Turning Back the Cellular Clock

Cell reprogramming calls The Curious Case of Benjamin Button to mind.

It's a new technology that uses molecular therapy to coax adult cells to revert to an embryonic stem cell-like state, allowing scientists to later re-differentiate these cells into specific types with the potential to treat heart attacks or diseases such as Parkinson's. But at this point in the technology's development, only one percent of cells are successfully being reprogrammed.

Now, for the first time, scientists at Tel Aviv University in collaboration with researchers at Harvard University have succeeded in tracking the progression of these cells through live imaging to learn more about how they are reprogrammed, and how the new cells evolve over time.

Dr. Iftach Nachman of TAU's Department of Biochemistry says that this represents a huge stride forward. It will not only allow researchers to develop techniques and choose the right cells for replacement therapy, increasing the efficiency of cell reprogramming, but will give invaluable insight into how these cells will eventually react in the human body. Results from the research project were recently published in the journal Nature Biotechnology.

Looking at your cell's family tree

Dr. Nachman and his fellow researchers used flourescent markers to develop their live imaging approach. During the reprogramming process, the team was able to visually track whole lineages of a cell population from their single-cell point of origin.

Cell lineage proved to be crucial for predicting how the cells would behave and whether or not they could be reprogrammed successfully, says Dr. Nachman. “By combining quantitative analysis of the data, we were able to see that these 'decisions' are made very early on. We analyzed the cells over time, and we were able to detect subtle changes that occur as early as the first or second day in a long, two-week process.”

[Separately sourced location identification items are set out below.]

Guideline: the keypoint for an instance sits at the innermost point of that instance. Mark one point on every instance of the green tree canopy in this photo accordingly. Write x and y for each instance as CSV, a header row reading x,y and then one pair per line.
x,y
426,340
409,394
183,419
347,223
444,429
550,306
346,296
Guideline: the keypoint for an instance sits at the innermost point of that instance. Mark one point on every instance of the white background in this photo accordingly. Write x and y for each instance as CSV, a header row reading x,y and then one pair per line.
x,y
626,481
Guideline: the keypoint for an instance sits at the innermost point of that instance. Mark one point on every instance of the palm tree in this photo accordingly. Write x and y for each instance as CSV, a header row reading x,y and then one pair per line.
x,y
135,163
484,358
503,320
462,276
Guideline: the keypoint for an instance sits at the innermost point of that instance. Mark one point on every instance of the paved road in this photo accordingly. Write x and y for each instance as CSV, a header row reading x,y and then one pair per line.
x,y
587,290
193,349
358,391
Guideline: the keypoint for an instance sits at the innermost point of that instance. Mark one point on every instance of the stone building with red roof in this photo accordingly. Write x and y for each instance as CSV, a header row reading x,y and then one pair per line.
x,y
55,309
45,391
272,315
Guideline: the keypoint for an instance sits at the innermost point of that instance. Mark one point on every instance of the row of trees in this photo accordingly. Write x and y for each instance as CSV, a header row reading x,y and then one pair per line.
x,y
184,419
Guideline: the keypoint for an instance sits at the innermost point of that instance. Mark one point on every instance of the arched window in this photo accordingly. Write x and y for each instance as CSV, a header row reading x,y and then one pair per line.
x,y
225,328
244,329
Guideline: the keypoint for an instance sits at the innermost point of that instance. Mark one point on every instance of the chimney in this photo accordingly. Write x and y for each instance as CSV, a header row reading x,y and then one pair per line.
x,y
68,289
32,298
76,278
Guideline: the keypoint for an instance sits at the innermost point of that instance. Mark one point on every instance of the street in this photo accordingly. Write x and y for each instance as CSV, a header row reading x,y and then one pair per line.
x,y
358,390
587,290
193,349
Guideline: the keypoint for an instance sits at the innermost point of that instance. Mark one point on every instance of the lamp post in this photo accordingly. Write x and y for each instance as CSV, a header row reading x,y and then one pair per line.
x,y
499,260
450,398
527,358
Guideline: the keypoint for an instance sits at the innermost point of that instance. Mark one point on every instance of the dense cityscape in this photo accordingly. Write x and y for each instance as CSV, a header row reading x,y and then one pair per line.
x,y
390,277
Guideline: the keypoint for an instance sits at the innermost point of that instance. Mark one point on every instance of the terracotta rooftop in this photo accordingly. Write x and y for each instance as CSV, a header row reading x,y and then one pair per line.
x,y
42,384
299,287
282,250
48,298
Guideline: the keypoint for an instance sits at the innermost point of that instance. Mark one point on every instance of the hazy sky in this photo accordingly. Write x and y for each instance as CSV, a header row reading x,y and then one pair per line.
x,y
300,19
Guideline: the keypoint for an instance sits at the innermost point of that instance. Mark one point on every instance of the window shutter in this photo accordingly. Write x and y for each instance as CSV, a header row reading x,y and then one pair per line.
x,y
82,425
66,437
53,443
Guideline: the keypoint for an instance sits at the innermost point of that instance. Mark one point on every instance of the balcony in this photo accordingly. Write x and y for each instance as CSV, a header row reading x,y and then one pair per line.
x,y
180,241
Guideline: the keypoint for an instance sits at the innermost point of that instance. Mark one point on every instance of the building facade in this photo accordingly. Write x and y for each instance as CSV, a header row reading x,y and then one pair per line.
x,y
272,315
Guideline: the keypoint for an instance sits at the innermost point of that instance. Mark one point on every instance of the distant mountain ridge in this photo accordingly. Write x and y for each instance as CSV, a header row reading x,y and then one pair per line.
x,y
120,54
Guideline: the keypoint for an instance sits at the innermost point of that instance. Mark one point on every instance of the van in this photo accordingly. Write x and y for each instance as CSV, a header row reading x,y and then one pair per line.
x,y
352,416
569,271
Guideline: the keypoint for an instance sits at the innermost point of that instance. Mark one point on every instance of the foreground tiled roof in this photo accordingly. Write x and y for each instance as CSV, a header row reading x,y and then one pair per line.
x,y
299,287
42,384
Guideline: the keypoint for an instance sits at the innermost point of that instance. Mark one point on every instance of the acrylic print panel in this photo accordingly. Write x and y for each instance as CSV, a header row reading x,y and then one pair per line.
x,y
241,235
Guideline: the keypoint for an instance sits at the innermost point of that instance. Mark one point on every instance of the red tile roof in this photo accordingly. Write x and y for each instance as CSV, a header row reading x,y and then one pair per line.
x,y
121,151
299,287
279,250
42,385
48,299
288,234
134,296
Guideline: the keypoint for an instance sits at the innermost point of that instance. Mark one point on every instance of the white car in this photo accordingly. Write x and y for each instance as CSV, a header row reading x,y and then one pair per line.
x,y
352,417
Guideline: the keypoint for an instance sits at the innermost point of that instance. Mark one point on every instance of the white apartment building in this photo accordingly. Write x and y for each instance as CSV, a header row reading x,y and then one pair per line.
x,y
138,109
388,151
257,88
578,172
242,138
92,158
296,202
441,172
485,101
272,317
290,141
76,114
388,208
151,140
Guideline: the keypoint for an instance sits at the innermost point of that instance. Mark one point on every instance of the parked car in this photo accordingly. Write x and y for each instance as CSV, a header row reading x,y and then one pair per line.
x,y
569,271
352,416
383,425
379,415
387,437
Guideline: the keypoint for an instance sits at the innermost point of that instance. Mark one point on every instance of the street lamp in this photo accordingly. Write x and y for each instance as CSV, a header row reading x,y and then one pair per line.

This is the first time that scientists have looked within a cell population to determine why some cells successfully reprogram while most fail or die along the way. The state in which cells enter the reprogramming process are thought to have an impact on the outcome.

Nature in reverse

Scientists are only beginning to understand this enigmatic process, which reverses nature by causing cells to regress back to their embryonic stage. Increased knowledge of how reprogramming cells proliferate will allow scientists to develop better real-life therapies and reduce risk to patients, says Dr. Nachman.

While embryonic stem cells culled from live embryos can be manipulated to become new “replacement” tissues such as nerve or heart cells, these reprogrammed stem cells from adults represent a safer and ethically more responsible approach, some scientists believe.

The next step for Dr. Nachman and his team is research into specific cell-type characteristics before adult cells even enter the reprogramming process. They will try to discover the molecular markers that differentiate between cells that successfully reprogram and those that do not. Several projects in their lab are now attempting to track different cell types and how they change under live imaging.